As the hour approached noon on a postcard-perfect Sandpoint day — bright sun, blue skies, light breeze — we sauntered into the pizzeria, already relaxed by the town’s laidback vacation vibe. All pizzas at the Loading Dock are the same size (13 inches) and the same price ($12). Combos include the Aglio (with puttanesca sauce, roasted garlic and goat cheese), the Spaniard (chorizo, piquillo peppers, smoked mozzarella and caramelized onions) and the Stoney (with barbecued chicken). But nostalgia is a tough taskmaster, so we went with the classic margherita: red sauce, slices of fresh Roma tomato, buffalo mozzarella, fresh basil.
The Loading Dock also sells wraps and oven-roasted hot dogs, along with a variety of surprising salads from the deli case, all made in-house ($8 per pound) — both the cauliflower and the broccoli with bacon looked delicious, as did the stuffed roasted red peppers. The case also holds an array of scratch-baked desserts, including a chocolate-peanut butter cake that’s on my list for next time. Beverage choices include sodas, a handful of beers on tap, plus house-made white sangria (clean and light, although crying out for fruit) and huckleberry lemonade (refreshing and well-balanced between tart and sweet) — or you can buy a six-pack or a bottle of wine and drink that with your meal.

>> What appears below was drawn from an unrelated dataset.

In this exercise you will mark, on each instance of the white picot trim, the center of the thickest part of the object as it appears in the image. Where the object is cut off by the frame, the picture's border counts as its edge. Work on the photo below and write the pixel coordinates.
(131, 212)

We took our beverages and an 8-ounce side dish of Greek salad — tender-crisp zucchini half-moons, green and black olives, artichoke hearts, red onions, tomato wedges and pepperoncini slices, dressed in olive oil, lemon and a touch of oregano — and settled in on the deck, under the overhanging roof and a row of Chinese paper lanterns. Jack Johnson sang to us from the speakers overhead; outdoorsy types pedaled past on fat-tire cruisers. Moms with strollers, kids in flip-flops, hipster-wannabes on skateboards, aging bohemians — Sandpoint’s summer diversity rolled by, just a few feet away.

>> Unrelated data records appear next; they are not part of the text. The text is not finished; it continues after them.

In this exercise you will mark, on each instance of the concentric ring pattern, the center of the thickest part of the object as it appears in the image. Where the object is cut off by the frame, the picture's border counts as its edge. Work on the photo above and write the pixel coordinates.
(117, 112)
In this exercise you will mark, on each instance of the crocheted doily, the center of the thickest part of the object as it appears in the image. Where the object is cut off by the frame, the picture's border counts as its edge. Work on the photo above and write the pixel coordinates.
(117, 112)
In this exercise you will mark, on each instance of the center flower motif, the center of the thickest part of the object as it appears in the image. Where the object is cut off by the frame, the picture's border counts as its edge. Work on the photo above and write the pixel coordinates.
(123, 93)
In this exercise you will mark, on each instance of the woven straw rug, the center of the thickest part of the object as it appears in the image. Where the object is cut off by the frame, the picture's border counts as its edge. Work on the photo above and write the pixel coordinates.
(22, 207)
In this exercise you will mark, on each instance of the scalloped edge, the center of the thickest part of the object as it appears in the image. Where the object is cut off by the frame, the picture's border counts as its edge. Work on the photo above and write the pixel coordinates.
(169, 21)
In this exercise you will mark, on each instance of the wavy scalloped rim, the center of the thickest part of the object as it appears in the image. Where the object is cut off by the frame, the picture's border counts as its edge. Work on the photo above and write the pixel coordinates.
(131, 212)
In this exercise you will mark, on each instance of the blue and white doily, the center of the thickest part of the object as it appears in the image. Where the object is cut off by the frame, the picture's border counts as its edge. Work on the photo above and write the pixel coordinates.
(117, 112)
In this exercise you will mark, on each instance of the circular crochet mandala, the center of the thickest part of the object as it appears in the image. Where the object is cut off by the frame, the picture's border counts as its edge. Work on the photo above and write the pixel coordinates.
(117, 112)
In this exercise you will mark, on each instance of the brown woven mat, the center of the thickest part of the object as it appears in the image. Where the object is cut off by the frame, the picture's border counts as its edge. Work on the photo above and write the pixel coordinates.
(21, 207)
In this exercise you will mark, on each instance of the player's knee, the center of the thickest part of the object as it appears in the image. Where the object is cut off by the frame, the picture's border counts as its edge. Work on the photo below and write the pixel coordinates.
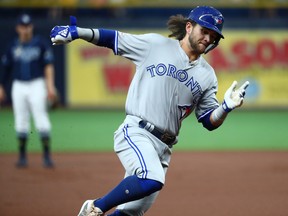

After an impressively short wait, our pizza arrived, wafting the scent of fresh basil in its wake. The outer edge of the crust was dark brown and crispy. As I pulled the first slice, the cheese stretched into telltale strings. I folded the piece just slightly and took my first bite — molten cheese melded with sweet tomato and a kick of oregano in a chewy, gooey, messy burst of flavor. Lake Pend Oreille and my surroundings disappeared, replaced by the old red Naugahyde booths and dark-wood tables of Kitty’s Restaurant near Boston, and I was 10 years old again, enjoying a rare meal out with my family.
The music shifted — Bob Marley — and I was back in Sandpoint. My first slice was gone. I had no memory of finishing it. I took another and studied it: the thinnest of crusts, a simple dough that had been hand-stretched moments after we’d ordered; a schmear of sauce, with the sweetness of reduced tomato; chewy buffalo mozzarella, not too thick, with a pleasing touch of saltiness that complements the tomato’s sweet nature; pieces of fresh basil scattered over the top, grounding the flavors with an earthy greenness.

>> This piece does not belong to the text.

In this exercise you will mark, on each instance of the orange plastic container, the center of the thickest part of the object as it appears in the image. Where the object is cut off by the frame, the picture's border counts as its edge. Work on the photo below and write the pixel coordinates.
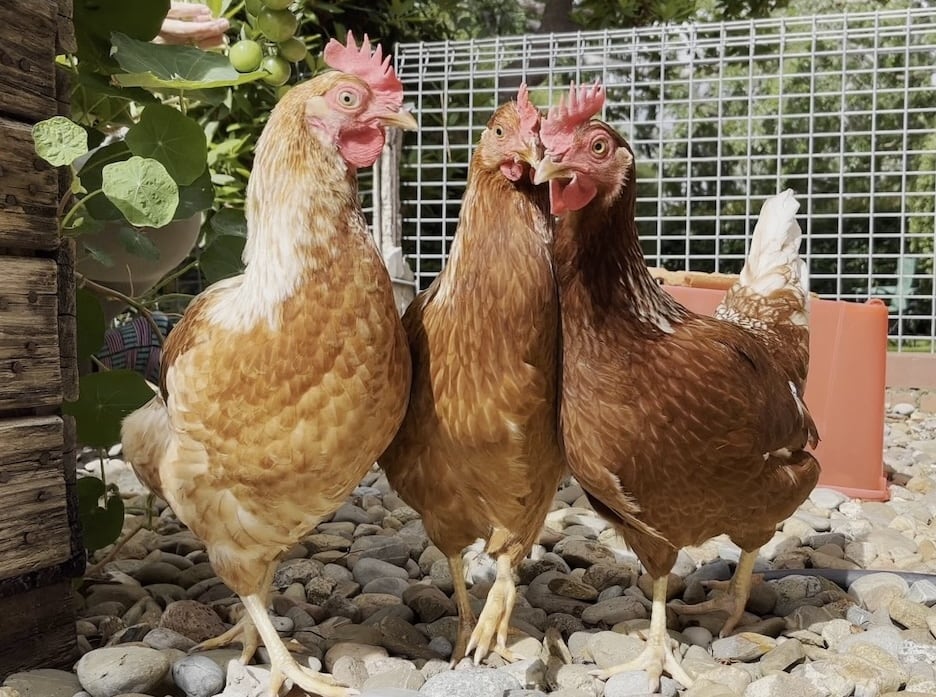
(845, 389)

The simplicity of the margherita pizza leaves little room for error. If there’s a weakness in this pizza, it’s the Roma tomato slices — they’re a little too thick, and their texture comes close to overwhelming the delicate interplay of sauce, cheese and crust. But that’s a tiny quibble. Tiny. This is, arguably, one of the best pizzas I’ve had on this side of the country.
Wanting to be sure that my judgment isn’t clouded by nostalgia, I ask Tamara if she thinks the pizza is good. She nods, chewing, not pausing to speak.
“So you like it?” I persist.
She nods again, swallowing. “I like it,” she says. “I’ll be coming back here.”
Qualitative judgments on something like pizza are so subjective. What I think is simple pizza perfection might strike you as lacking depth. And I haven’t yet tried the Loading Dock’s other creative combos, so I can’t rate them — although they look and smell delicious. But I can tell you that this pizza was delicious. And sitting on the deck, on a spectacular Northwest summer day, with the lake and the blue-green hills in the background, it carried me home.